原発性甲状腺機能低下症の約70%に下垂体腫大を認める。
下垂体MRIではドーム状の形状が特徴的。
非機能性下垂体腺腫やプロラクチノーマと誤診しないよう注意。
甲状腺ホルモン補充で85%程度の腫大は改善する。
生理的な下垂体腫大の原因として妊娠がよく知られている(プロラクチン産生細胞の腫大)。
原発性甲状腺機能低下症によっても下垂体腫大が生じるので注意が必要。
2002年4月から2004年8月にヨルダンの国立病院で原発性甲状腺機能低下症でTSH≧50μIU/mL以上の53人に対してMRIを施行。高さ9mm以上を下垂体腫大と定義して、腫大患者では甲状腺ホルモン補充後6,12ヶ月後にMRIフォローが行われた。
4名は下垂体腺腫と誤診され、手術の予定が組まれていた。
結果としてMRIで下垂体の腫大を70%(37/53)に認めた。そのうち84%(31/37)がTSH≧100μIU/mL。甲状腺ホルモン補充で85%の患者で腫大が改善した。
原発性甲状腺機能低下症においてTRHが上昇して、下垂体のTSH産生細胞が腫大することが原因として考えられる。
TRH上昇に伴いプロラクチンが増加し、乳汁漏出症・不妊症・月経不順が生じうる。
下垂体腫大と合わせてプロラクチノーマと誤診される可能性がある。
この研究では22%(11/49)の女性が月経不順、乳汁分泌、原発性不妊、下垂体肥大を呈していた。
甲状腺機能低下症に伴う低身長や乳汁分泌、月経不順の精査や頭痛に対してMRIを撮影した際に下垂体腫大を指摘される可能性がある。
左が治療前で右が治療後。ドーム状の下垂体の腫大が特徴的。
下垂体においてTSH産生細胞が中央にあることが左右対称性のドーム状の腫大の理由かもしれない。

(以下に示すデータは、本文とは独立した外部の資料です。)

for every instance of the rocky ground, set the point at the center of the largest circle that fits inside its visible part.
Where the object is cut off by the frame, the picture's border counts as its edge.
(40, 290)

原発性甲状腺機能低下症の約70%に下垂体腫大を認める。
下垂体MRIではドーム状の形状が特徴的。
非機能性下垂体腺腫やプロラクチノーマと誤診しないよう注意。
甲状腺ホルモン補充で85%程度の腫大は改善する。
〈参考文献〉
Khawaja NM. Pituitary enlargement in patients with primary hypothyroidism. Endocr Pract. 2006;12:29-34.PMID: 16524860.
Chakraborty S. Dome-Shaped Pituitary Enlargement in Primary Hypothyroidism: Avoiding Neurosurgical Interventions. J ASEAN Fed Endocr Soc. 2020;35:238-243. PMID: 33442197.
Shukla P. Pituitary Hyperplasia in Severe Primary Hypothyroidism: A Case Report and Review of the Literature. Case Rep Endocrinol. 2019:2012546. PMID: 31341683.